Minimalism is subjective. What I think is minimalistic might seem wasteful to someone with a more stringent approach. Most of the concepts of minimalism that I embrace now would not have appealed to me a couple of decades ago. I was already minimalistic in some ways then, but certainly not out of choice. It was mostly out of necessity. If I like to have just 7 outfits in my closet now, it is because I like it that way and not because that is all I can afford to own. So the cushion of affordability makes my minimalistic aspirations that much more easier.  

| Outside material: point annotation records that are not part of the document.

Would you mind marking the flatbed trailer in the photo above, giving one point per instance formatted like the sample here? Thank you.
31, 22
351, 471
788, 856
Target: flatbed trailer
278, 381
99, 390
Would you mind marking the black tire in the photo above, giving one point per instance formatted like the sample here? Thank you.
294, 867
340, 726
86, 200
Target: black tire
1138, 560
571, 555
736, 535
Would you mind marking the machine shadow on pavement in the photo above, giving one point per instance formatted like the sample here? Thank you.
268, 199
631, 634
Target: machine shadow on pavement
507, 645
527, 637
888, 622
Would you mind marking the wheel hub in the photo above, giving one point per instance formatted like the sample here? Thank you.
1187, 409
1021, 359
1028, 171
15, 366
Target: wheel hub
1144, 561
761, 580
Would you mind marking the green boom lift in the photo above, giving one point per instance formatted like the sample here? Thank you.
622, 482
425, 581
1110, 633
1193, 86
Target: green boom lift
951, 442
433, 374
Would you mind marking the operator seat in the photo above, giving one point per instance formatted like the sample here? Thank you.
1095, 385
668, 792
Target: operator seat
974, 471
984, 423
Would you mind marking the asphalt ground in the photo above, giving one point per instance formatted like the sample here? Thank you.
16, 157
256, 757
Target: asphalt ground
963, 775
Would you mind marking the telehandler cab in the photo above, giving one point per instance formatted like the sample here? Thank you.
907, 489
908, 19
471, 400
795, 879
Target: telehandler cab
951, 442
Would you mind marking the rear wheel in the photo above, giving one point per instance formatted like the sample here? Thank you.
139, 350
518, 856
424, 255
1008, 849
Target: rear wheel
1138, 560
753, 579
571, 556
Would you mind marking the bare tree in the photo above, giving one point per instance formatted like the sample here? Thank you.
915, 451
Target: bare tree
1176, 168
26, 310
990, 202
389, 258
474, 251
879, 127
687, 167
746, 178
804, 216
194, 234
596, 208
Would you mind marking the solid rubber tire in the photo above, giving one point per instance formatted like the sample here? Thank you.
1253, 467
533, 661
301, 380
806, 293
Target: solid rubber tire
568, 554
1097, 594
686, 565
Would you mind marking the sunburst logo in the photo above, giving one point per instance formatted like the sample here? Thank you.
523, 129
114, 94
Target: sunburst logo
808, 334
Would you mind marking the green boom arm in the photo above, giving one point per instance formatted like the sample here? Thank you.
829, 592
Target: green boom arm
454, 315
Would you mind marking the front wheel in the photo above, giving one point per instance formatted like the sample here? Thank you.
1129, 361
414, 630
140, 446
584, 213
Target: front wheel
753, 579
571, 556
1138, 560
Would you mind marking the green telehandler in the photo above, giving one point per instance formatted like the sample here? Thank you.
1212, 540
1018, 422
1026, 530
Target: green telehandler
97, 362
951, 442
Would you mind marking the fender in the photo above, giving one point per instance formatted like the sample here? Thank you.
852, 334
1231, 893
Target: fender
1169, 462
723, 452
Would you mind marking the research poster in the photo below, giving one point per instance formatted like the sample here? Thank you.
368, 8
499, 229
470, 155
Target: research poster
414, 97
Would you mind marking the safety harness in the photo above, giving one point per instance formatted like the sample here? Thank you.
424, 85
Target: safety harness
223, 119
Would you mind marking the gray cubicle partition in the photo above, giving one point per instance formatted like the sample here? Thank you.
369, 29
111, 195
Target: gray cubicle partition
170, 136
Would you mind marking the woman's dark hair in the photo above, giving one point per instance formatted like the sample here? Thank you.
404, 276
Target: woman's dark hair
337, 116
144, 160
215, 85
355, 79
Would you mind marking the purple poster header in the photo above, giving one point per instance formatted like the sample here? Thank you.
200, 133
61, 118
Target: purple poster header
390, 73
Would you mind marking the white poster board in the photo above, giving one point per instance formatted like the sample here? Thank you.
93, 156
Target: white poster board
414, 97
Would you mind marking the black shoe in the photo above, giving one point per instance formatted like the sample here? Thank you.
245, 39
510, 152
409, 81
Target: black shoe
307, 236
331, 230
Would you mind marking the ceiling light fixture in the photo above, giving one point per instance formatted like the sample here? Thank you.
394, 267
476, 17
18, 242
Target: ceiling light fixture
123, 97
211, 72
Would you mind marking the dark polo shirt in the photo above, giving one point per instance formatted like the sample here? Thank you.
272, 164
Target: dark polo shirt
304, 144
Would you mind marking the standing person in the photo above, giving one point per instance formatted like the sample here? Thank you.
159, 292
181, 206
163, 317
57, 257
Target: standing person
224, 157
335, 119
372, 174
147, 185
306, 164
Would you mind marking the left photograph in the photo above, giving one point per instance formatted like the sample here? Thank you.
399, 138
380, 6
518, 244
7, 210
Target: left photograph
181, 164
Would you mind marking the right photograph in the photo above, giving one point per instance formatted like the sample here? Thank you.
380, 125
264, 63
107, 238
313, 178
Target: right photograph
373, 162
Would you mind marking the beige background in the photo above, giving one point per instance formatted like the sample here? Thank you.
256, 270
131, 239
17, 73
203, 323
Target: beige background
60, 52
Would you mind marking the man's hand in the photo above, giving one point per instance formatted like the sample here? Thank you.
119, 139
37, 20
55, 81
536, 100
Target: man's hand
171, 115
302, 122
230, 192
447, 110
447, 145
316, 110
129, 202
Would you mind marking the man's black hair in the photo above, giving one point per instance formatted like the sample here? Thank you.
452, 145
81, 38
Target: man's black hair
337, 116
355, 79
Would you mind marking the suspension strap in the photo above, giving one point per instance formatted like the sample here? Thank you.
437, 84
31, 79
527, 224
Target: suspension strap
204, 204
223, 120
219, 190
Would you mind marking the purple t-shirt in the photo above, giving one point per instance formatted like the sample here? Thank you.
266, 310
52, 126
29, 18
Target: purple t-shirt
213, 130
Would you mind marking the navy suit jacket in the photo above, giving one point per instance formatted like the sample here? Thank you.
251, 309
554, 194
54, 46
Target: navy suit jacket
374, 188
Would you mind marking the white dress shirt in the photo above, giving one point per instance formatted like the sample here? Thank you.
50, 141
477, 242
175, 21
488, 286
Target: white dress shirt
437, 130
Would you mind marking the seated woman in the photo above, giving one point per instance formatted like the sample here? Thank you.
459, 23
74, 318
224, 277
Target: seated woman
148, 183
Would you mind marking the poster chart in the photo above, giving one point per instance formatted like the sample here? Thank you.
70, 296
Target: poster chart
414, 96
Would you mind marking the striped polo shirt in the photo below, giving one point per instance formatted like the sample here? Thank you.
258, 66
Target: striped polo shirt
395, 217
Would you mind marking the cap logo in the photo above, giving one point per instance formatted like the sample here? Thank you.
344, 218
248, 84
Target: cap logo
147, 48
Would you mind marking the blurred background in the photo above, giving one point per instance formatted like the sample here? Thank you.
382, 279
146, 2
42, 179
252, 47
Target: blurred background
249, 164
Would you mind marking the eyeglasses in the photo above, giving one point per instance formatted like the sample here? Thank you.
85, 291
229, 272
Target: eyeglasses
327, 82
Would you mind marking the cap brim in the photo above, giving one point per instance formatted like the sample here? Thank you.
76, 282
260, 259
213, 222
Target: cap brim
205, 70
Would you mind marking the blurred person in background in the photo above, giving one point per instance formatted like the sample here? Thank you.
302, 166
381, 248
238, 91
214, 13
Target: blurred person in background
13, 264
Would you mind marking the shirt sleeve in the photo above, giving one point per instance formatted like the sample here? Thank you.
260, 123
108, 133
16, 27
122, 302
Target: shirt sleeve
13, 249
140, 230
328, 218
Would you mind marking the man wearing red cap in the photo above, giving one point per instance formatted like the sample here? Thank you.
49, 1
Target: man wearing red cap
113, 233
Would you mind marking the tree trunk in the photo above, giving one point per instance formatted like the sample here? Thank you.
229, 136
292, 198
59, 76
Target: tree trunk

That makes me wonder again....(yes, I wonder all the time).... Is it easier to give up luxury when we have experienced it and known what it is all about? Or is it easier to not take that path having never known how it felt to splurge? Is it easier to know contentment when we have experienced plenty or is it easier to give in to resentment when our dreams have never been indulged? Is it easier to pare down when we think of a minimalistic lifestyle as a lofty ideal? I don’t know if there are any definite answers. But pondering on these questions has made me realize that I am glad to have known and experienced cluttered spaces, materialistic dreams and consumerist tendencies before consciously choosing the opposite way.

I  find that when we have a scarcity mindset, then greed becomes our natural inclination. It is after all survivalism. Hoarding is a choice we make out of fear. Be it time, food, money, lifestyle...whatever it is, it is never enough. So when I wonder (there I go again..) about why I am drawn to minimalism, I think it is to learn contentment. In every aspect of my life.